Тут вдруг Федя сообразил, что у него в кармане телефон, а в телефоне фонарик!.. Он выхватил устройство и нажал кнопку. Загорелся яркий белый огонек.
– И у меня! – закричала Василиса. – У меня тоже есть!..
Загорелся второй огонек. Федя и Василиса посмотрели друг на друга. Со всех сторон их обступали чудовища и тьма, ставшая от капель света еще более непроглядной.
– Здесь, наверное, мыши, – трясясь, выговорила Василиса.
– Шут с ними, – решительно заявил Федя. – Они нас не съедят.
Он снова взял ее руку и повел за собой. Искать среди нагромождений обратную дорогу было трудно.
– Не паникуй, прорвемся! – сказал себе Федя.
– Я стараюсь, – ответила девчонка. Его ладонь она сжимала изо всех сил. – Просто свет никогда не гаснет, а сейчас погас, и еще мыши, хотя они, наверное, сами нас боятся, мы же такие большие, а они маленькие, не станут же они на нас прыгать…
– Прыгать? – переспросил Федя. – Нет, прыгать они точно не станут. По-моему, мыши вообще не умеют прыгать! Прыгают кенгуру. Мы с папашей как-то полетели в Австралию, у него там конференция была. В Австралии просто тьма кенгуру, и они все прыгают. Едешь по шоссе, а по обочине скачет кенгуру, как придурок.
Белый свет уперся в жестяные листы, которыми были обиты двери, и растекся по ним мутными неровными кругами.

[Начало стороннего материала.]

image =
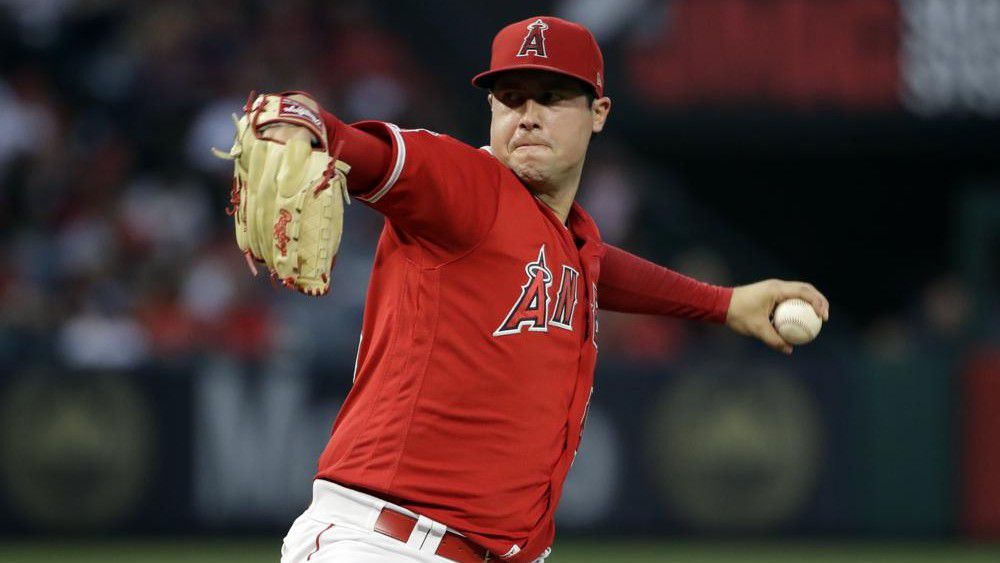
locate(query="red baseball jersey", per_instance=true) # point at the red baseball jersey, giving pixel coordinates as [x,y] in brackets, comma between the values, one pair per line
[477,354]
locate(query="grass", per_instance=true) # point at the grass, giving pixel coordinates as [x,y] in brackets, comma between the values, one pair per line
[253,551]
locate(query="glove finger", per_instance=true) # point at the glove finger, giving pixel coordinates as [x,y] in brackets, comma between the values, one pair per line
[255,198]
[293,166]
[267,208]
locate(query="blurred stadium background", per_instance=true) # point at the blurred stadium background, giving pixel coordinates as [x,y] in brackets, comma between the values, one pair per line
[158,404]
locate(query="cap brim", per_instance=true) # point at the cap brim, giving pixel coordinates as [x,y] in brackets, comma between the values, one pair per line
[486,79]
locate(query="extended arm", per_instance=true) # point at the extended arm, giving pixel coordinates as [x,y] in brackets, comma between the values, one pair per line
[630,284]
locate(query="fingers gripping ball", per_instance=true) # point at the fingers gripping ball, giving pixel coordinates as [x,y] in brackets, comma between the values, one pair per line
[796,321]
[287,198]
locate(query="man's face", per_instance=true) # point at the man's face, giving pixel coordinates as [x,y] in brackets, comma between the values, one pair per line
[541,126]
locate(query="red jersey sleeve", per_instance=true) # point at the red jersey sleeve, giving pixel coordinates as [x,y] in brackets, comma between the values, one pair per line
[435,189]
[629,284]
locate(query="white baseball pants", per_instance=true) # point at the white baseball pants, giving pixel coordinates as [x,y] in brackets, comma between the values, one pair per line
[339,526]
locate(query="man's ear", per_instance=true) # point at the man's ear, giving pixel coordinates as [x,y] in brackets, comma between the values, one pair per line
[599,111]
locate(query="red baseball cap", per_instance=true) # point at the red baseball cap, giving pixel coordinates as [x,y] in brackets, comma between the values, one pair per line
[546,43]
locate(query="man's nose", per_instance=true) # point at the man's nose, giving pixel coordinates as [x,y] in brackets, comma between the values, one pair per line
[529,115]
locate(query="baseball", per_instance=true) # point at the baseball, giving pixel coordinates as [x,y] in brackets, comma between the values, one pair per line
[796,321]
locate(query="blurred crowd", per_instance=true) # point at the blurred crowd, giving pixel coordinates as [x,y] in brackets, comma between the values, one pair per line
[111,205]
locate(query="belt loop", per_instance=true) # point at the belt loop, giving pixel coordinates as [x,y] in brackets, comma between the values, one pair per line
[434,537]
[419,533]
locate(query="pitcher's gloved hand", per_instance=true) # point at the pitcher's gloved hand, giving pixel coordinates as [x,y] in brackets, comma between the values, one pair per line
[288,192]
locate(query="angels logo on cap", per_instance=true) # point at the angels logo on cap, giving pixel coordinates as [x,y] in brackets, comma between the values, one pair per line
[534,41]
[550,44]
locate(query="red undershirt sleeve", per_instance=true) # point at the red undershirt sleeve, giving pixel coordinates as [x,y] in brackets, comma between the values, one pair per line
[369,156]
[630,284]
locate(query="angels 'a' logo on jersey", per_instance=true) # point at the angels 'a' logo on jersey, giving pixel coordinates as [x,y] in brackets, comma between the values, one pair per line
[534,41]
[532,307]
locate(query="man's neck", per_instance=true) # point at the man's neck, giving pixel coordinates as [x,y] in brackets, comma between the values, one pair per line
[559,202]
[559,198]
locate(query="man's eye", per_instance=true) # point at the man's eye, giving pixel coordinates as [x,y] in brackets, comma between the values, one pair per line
[511,99]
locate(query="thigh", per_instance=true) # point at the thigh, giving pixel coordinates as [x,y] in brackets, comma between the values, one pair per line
[313,541]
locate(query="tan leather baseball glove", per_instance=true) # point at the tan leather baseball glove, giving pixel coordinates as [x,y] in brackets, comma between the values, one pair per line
[287,198]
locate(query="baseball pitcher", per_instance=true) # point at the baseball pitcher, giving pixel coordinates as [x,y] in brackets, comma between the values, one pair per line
[476,362]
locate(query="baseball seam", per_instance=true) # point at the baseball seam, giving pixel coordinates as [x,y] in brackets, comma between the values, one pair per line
[795,321]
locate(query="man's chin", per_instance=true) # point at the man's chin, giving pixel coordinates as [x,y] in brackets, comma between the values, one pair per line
[531,175]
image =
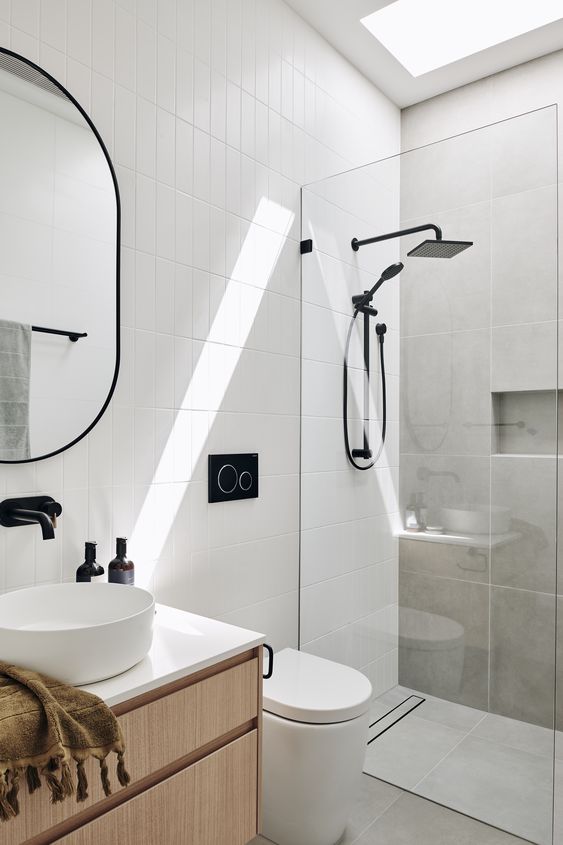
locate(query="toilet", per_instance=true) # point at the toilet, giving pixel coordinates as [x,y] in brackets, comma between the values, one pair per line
[316,716]
[431,652]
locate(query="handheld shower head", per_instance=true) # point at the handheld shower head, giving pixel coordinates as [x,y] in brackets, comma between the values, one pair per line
[389,273]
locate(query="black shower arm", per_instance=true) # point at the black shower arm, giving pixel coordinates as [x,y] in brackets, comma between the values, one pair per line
[356,244]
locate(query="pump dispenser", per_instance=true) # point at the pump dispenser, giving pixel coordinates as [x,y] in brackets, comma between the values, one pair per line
[89,570]
[121,570]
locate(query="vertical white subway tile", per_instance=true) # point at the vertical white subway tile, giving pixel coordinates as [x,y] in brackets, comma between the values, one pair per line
[185,85]
[218,121]
[202,95]
[145,291]
[146,137]
[125,126]
[202,30]
[202,152]
[233,115]
[53,23]
[167,17]
[184,156]
[234,41]
[219,36]
[184,226]
[103,37]
[79,30]
[124,48]
[25,16]
[145,228]
[165,147]
[146,61]
[165,221]
[164,310]
[166,74]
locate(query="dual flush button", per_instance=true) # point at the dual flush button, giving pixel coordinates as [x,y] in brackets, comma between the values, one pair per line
[233,477]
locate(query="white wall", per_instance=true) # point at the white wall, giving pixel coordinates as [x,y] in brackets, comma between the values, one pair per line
[214,113]
[348,517]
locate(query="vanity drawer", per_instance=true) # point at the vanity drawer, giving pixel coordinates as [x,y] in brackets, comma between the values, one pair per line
[160,729]
[212,802]
[174,726]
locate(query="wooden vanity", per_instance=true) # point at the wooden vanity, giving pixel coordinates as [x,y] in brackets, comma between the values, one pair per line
[193,752]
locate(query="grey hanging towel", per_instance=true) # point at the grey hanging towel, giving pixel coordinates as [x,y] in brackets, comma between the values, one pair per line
[15,368]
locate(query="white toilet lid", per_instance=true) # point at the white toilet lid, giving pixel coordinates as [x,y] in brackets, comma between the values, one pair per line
[425,631]
[306,688]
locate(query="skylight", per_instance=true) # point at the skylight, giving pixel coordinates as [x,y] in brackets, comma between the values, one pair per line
[427,34]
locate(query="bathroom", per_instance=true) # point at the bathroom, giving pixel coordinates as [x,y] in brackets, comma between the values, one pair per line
[206,246]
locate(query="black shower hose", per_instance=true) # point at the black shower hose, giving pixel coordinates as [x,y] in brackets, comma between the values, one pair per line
[345,398]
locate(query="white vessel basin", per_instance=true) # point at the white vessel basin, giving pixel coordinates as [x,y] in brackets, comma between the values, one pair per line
[76,633]
[478,519]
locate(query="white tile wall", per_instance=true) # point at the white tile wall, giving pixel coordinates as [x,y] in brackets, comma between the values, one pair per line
[206,106]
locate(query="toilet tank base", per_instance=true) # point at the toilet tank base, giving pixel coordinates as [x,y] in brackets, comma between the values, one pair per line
[311,778]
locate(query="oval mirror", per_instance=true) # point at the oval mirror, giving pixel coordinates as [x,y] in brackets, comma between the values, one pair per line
[59,266]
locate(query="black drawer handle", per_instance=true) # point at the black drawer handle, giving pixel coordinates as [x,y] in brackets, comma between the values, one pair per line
[270,671]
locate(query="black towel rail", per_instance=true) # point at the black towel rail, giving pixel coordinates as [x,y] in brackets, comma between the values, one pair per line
[73,336]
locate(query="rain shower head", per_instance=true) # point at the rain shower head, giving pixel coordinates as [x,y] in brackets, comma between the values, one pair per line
[392,271]
[439,249]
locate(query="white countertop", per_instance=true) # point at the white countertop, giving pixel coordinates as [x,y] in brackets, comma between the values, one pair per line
[479,541]
[183,643]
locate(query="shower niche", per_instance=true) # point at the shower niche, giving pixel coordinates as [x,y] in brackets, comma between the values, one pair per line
[525,422]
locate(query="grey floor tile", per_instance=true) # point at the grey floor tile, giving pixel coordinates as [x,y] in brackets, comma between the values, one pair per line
[502,786]
[558,809]
[517,734]
[447,713]
[373,799]
[407,752]
[414,820]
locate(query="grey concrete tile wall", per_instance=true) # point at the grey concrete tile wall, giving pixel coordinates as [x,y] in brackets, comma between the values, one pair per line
[523,655]
[468,563]
[528,486]
[432,669]
[483,324]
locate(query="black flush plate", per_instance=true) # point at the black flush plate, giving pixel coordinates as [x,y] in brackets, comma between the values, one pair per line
[232,477]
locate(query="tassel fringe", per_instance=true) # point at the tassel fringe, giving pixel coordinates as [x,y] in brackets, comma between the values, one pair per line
[104,774]
[123,775]
[57,774]
[33,779]
[6,809]
[12,796]
[82,780]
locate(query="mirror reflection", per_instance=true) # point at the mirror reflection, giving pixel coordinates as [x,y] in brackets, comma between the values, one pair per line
[58,267]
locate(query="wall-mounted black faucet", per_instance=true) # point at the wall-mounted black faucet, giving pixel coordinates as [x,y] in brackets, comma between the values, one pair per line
[31,510]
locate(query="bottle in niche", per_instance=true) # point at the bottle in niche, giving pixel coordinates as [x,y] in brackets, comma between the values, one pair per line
[121,570]
[89,570]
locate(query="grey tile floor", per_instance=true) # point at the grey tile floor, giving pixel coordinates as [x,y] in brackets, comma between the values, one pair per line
[386,815]
[494,769]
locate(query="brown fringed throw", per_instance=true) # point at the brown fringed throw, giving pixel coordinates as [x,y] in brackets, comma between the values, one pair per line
[44,727]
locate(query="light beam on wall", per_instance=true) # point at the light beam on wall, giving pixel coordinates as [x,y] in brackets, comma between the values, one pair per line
[255,264]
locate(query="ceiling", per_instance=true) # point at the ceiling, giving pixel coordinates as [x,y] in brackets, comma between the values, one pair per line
[339,22]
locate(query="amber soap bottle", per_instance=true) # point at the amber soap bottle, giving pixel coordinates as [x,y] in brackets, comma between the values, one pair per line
[121,570]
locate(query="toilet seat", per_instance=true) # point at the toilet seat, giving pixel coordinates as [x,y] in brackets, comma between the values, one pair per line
[310,689]
[425,631]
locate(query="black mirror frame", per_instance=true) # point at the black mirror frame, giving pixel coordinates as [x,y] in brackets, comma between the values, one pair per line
[88,120]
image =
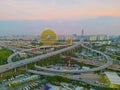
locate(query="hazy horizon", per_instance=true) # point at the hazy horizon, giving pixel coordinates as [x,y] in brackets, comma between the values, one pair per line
[31,17]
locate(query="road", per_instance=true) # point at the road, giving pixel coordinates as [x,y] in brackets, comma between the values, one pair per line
[9,66]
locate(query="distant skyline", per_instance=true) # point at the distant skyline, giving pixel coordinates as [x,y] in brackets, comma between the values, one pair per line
[31,17]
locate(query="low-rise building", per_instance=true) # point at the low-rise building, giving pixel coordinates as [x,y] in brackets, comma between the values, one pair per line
[112,79]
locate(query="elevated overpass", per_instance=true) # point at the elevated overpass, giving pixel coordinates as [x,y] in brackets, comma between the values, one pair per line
[9,66]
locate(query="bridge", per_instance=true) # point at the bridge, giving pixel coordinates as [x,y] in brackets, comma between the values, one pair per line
[9,66]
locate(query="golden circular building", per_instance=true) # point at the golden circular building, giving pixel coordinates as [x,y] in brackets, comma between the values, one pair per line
[48,37]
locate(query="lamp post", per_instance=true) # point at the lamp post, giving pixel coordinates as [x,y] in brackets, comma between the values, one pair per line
[69,58]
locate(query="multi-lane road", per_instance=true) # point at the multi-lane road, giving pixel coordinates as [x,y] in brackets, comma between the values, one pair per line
[9,66]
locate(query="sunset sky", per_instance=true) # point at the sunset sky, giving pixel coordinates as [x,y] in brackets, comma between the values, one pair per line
[63,16]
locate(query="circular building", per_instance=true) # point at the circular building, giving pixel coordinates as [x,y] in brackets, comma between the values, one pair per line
[48,37]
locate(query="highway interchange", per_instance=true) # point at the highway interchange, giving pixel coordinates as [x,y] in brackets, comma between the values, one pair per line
[12,65]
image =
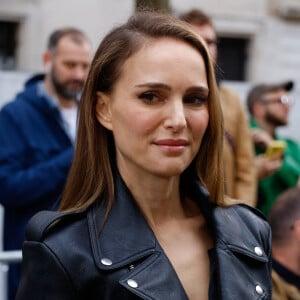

Федя, уже все поняв, сначала подергал, а потом навалился на створку плечом. И еще раз навалился изо всех сил.
Двери были безнадежно, наглухо заперты.
Ляля Вершинина погремела ключами, закрывая свою комнату. Озеров в пятый раз позвонил Величковскому и в пятый раз прослушал сообщение про то, что «аппарат абонента выключен».
Странное дело. Пропал куда-то, да еще телефон выключил!.. Федя никогда не выключает телефон, утверждая, что «папаша и мамаша будут волноваться»!